Variations 19–20 pay more homage to the violin inspiration with copious pizzicati and elaborate string figuration. In variation 20, the pianist’s hands play in parallel motion and the tempo accelerates in a perpetual motion style.
Variation 19: This marks a big change into the highly technical drama of the whole piece. This variation, Rachmaninoff explained “is Paganini’s triumph with his diabolic pizzicato.” String pizzicati are imitated by the piano, often in a high register with snappy articulations.
Variations 21–22 are rapidly moving scherzi. “It seems to me that the other personages representing the evil spirit should be drawn as caricatures in their fight for the woman and Paganini’s art. They should also be with violins but even more fantastic and grotesque.” Variation 22 is the longest variation of the entire set: it is divided into three sections, concluding with a cadenza which is introduced by an orchestral crescendo.
Variation 23: moves back in 2/4 meter, the original marking for the Paganini theme. Rhythmic contrasts between orchestra and pianist offer not only complexity but growing intensity.

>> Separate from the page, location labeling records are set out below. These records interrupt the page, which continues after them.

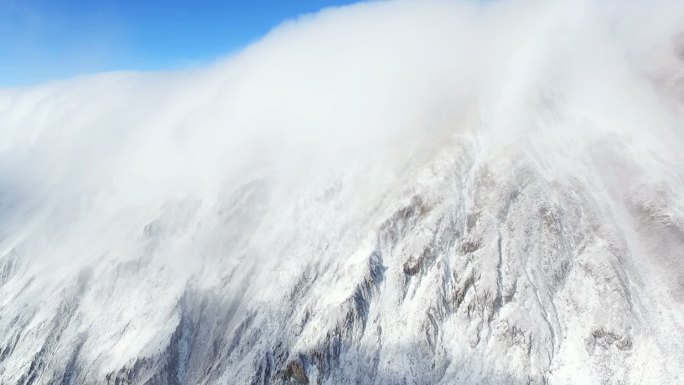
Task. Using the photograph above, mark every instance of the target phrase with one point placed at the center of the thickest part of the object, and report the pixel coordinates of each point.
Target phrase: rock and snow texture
(390, 193)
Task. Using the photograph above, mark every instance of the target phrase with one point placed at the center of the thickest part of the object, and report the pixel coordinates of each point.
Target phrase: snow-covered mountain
(389, 193)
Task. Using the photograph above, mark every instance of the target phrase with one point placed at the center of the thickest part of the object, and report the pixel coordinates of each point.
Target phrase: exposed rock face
(528, 231)
(482, 270)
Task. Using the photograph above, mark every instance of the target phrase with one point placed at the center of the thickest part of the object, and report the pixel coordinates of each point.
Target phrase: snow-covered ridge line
(389, 193)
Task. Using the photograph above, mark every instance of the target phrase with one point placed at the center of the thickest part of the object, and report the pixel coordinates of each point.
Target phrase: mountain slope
(283, 219)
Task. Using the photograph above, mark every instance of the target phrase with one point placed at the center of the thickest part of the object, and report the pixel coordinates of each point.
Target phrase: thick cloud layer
(379, 83)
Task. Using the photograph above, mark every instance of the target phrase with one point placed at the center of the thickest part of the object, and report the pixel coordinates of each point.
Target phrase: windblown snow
(395, 192)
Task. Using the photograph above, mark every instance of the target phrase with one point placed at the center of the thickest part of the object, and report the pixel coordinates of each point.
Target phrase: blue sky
(42, 40)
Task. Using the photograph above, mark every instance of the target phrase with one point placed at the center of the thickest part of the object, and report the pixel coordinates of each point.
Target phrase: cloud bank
(368, 87)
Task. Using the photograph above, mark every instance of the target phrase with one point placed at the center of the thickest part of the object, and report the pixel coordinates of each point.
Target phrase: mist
(372, 85)
(237, 174)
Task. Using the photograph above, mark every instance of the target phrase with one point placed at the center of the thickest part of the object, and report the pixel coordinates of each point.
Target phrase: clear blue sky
(52, 39)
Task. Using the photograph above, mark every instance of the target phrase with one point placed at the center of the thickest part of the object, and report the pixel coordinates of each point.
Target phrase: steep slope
(520, 224)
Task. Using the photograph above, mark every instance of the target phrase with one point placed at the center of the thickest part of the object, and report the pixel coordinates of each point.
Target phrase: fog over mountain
(400, 192)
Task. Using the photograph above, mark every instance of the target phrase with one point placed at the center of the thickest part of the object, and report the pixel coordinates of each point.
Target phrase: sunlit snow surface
(389, 193)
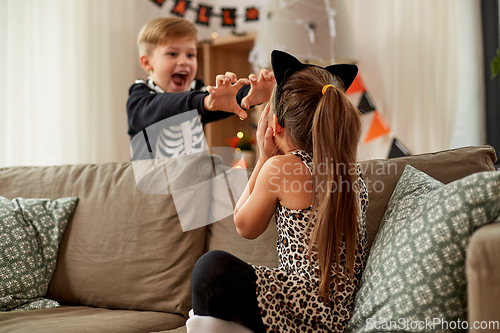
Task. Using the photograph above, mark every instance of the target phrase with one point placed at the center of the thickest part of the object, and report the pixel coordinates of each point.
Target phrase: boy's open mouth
(179, 79)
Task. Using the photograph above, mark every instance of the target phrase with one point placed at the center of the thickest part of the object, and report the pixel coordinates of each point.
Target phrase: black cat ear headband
(284, 65)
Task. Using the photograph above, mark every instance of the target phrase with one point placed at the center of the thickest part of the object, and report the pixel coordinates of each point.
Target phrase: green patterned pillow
(30, 233)
(415, 280)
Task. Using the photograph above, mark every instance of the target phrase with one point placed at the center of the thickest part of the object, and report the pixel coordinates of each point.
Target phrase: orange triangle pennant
(356, 86)
(378, 127)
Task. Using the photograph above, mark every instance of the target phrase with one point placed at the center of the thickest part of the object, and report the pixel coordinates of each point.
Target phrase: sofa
(124, 264)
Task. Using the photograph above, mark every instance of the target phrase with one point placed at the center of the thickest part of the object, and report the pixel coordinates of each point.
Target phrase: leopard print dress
(288, 295)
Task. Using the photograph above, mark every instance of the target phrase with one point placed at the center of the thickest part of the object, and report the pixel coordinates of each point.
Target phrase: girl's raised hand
(223, 96)
(261, 88)
(265, 141)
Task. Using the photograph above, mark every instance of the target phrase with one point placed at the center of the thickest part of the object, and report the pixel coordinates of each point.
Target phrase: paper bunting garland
(228, 16)
(398, 149)
(378, 127)
(159, 2)
(205, 12)
(356, 86)
(180, 7)
(365, 104)
(252, 14)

Variation 24: provides a massive capstone to the entire work. The Dies Irae theme emerges heavily in brass and strings while piano and winds recall prominent features of the subject. A brilliant coda reiterates fragments of the theme, compressing earlier ideas within a massive acceleration. Suddenly and surprisingly there is a drop to an unexpected soft dynamic and two cadential chords from the piano mark the ending.